週刊あはきワールド 2016年8月24・31日合併号 No.487

レポート…医療初学者のための医療コミュニケーション導入教育

目白大学保健医療学部「プレゼンテーション演習」

目白大学大学院心理学研究科教授 奈良雅之 


 
 鍼灸院通院患者の鍼灸治療に対する満足度を高める要因は、治療技術のほか、施術者の信頼度や訴えの理解度、尋ねやすさ等であることが指摘されています(高野ら2002)。あはき師と患者さんとの良好な関係を築くことは治療成果にプラスに作用すると考えられています(『あはき心理学入門』、第2章 医療面接とコミュニケーション)。このことは、リハビリテーション領域でも十分理解されており、養成校における「臨床心理学」の単位取得は専門科目必修となっています。

 目白大学保健医療学部では、医療従事者育成の過程で医療コミュニケーション力の強化を図るために、その他に理学療法学科、作業療法学科、言語聴覚学科の共通科目として「プレゼンテーション演習」「コミュニケーション演習」の2科目を開設しています。

 本稿では、筆者が昨年度担当した授業科目「コミュニケーション演習」について紹介します。

1.「コミュニケーション演習」の導入

 保健医療学部の入学初年次教育では、一昨年まで、医療に直接関係のない一般的なコミュニケーションの授業として春学期に「プレゼンテーション演習」が実施されていた。一方、秋学期の「コミュニケーション演習」では医療コミュニケーション・スキルの獲得・向上をねらいとした授業が展開されてきたことから、春学期から秋学期への教育内容の連続性という点で問題があると認識された。

 そこで、平成27年度は、春学期開講の基礎教育科目「プレゼンテーション演習」において、一般的なコミュニケーション・スキルの涵養に加えて医療コミュニケーション・スキルの獲得・向上をねらいとした授業内容の導入を試みることになった。

2.「プレゼンテーション演習」の内容

 「プレゼンテーション演習」は理学療法学科1年生を対象に選択科目として春学期にクラス別に開講された。

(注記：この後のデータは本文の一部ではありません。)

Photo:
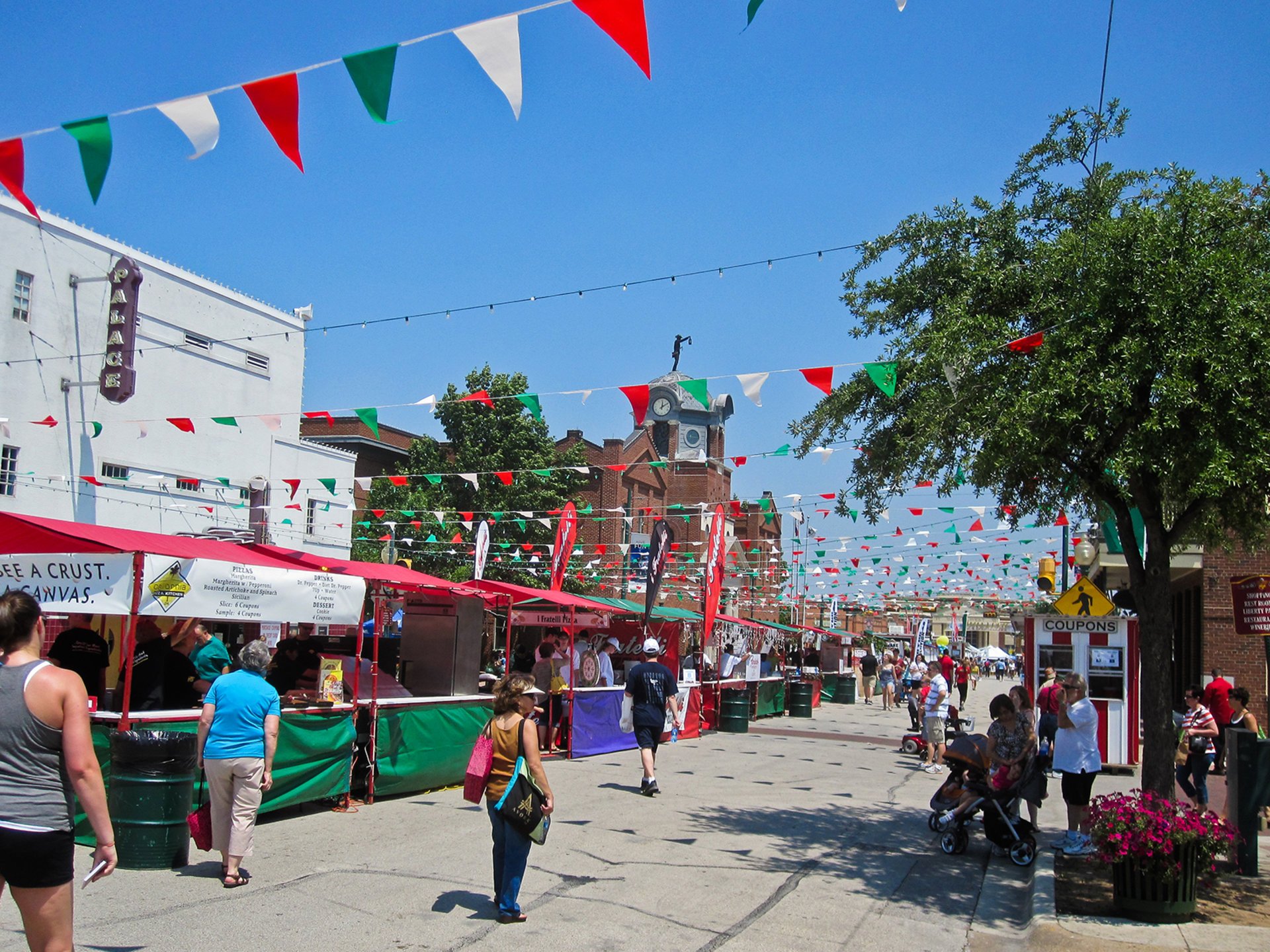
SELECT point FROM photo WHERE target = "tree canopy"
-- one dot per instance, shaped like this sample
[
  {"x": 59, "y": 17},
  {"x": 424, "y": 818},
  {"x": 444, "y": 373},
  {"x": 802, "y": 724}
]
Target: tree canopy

受講者はA組40名、B組46名の2クラス合計86名、当該授業の目標は、「実践的な学習を通して、言語運用能力とプレゼンテーション力を高めることにより、医療人として求められるコミュニケーション能力の基礎を身につけること」とされた。

 第1回の授業では、当該科目が日常的なコミュニケーション・スキル全般を獲得・向上させること、とくに、女性にとって不得手とされている(奈良他2014)発表・説明に関するプレゼンテーション・スキルの獲得・向上に焦点を当てた授業であることを説明した。授業内容の概要は表1に示した通りであった。各回の内容は、病院でのマナーや実習先への電話の応対、人前で発表する経験を重ねるためのスピーチ課題といった日常的なコミュニケーションおよび医療コミュニケーションの基礎的なものから、臨床実習を想定した発表、さらにはロールプレイといった応用的なものまで含んだ演習課題を段階的に設定し、能動的学習として取り組めるよう配慮して実施した。